Она развязывает халат и обнажает кожу в рубцах.

– По крайней мере я буду знать, что тот, с кем я в итоге окажусь, полюбит меня не только из-за внешности.

Билли опять завязывает халат и берет меня за руку. Мы возвращаемся в палату.

После того как Билли задремала, я не могу перестать думать. Я наказана за то, что хочу целоваться с мальчиками? Позволила бы я Сэму коснуться не только моей спины тогда на дискотеке? Желала ли я чего-то плохого?

Я хочу хорошо выглядеть, но этого хотят и другие девочки, так ведь? Как бы они продавали все эти глянцевые журналы, если бы только я хотела быть привлекательной?

Почему тогда наказали именно меня?

Глава 22

– Как вкусно.

Папа сидит в кресле у моей кровати, уплетая шоколадные конфеты из коробки, которую бабушка прислала в подарок в честь моего выздоровления. Он предлагает одну маме. Она кривится, и папа пожимает плечами.

– Мне больше достанется.

Середина утра. Билли в процедурном кабинете, проходит лечение ультрафиолетовым излучением. По большому счету они помещают ее в солярий (без шуток) и облучают этим странным синим светом. Судя по всему, ей помогает.

– Что у тебя было на завтрак? – спрашивает папа.

– Яичница. Холодная и резиновая.

Он усмехается.

– Больничная еда – это кошмар.

– Эс Джей, – стонет мама. Она перебирает мое использованное белье, складывая его в пакет, чтобы отнести в мотель и постирать. – Доктор сказала, что ты должна есть всё, что тебе нравится. Ты больше не на диете.

– И ты не против? – спрашиваю я. – Ты была так уверена, что это должно сработать. Что, если новые врачи ошиблись?

– А что, если ошиблась старый врач? – спрашивает папа. – Мы не можем продолжать играть в эту игру.

– Но мы же не знаем точно, правда? – говорю я.

Мама вздыхает.

– Не знаем. Поэтому я настаивала, чтобы ты использовала диету наилучшим образом. Ты соблюдала ее достаточно долго. Думаю, мы можем признать, что она практически ни к чему не привела. Жаль. Я бы хотела, чтобы ответ оказался простым. Очевидно, это не так. Теперь ты спокойно можешь выбирать что-нибудь еще для еды, Эс Джей.

– Но мне нравятся яйца.

Мамины брови поднимаются на невиданную высоту. Думаю, она знает, что я лгу. Мама понимает, что я просто боюсь есть обычную еду.

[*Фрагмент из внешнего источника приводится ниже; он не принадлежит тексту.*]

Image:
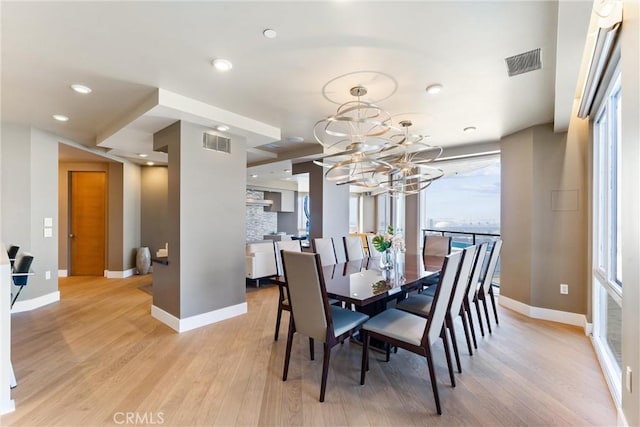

Очевидно, это понимает и папа.

– Начни с малого, – предлагает он, отправляя конфету в рот. – В следующий раз добавь к яйцам томатный сок.

Я закатываю глаза.

– Хорошо.

Папа протягивает мне коробку конфет. Я качаю головой.

– Мне еще долго придется здесь находиться?

Мама отбирает коробку у папы и кладет ее в мою прикроватную тумбочку.

– Доктор считает, для выздоровления потребуется еще недели две.

– Выздоровления?

Мама вздыхает.

– Ты понимаешь, что я имею в виду.

– Я никогда не выздоровею, разве не так?

Горячие слезы обжигают мои глаза. Не знаю, почему я плачу, – я уже должна бы к этому привыкнуть. Иногда мне кажется, что все эти чувства вырываются из ниоткуда без всякого предупреждения. Они просто наполняют меня и взрываются.

– Не говори так, милая. – Мама гладит меня по руке. – В будущем может появиться лекарство.

– Быть может, выздороветь – не лучшее слово для этой ситуации, – говорит папа, бросая на маму многозначительный взгляд. – Нам нужно научиться справляться с твоим заболеванием и держать его под контролем.

– Но я не могу держать его под контролем! Они так этого и не поняли? Неужели они думают, будто это была моя вина?

– Я не имею в виду, что ты должна контролировать это, дорогая. – Папа дотягивается до моей второй руки. Теперь у них обоих по руке, и они тянут меня вперед-назад, то в одну, то в другую сторону. – Вот что я хотел сказать: мы должны быть бдительны и продолжать лечение.

В дверь просовывает голову медсестра.

– Вам звонят.

Она показывает на телефон у моей кровати. Там горит маленькая красная лампочка. Должно быть, он наконец работает.

Я беру трубку.

– Алло?

– Эс Джей?

Это Ливви.

– Привет. Ты можешь повисеть минуту?

Я прикрываю трубку и делаю родителям знак.

– А, мы тогда подождем в коридоре? – Мама тянет папу за руку.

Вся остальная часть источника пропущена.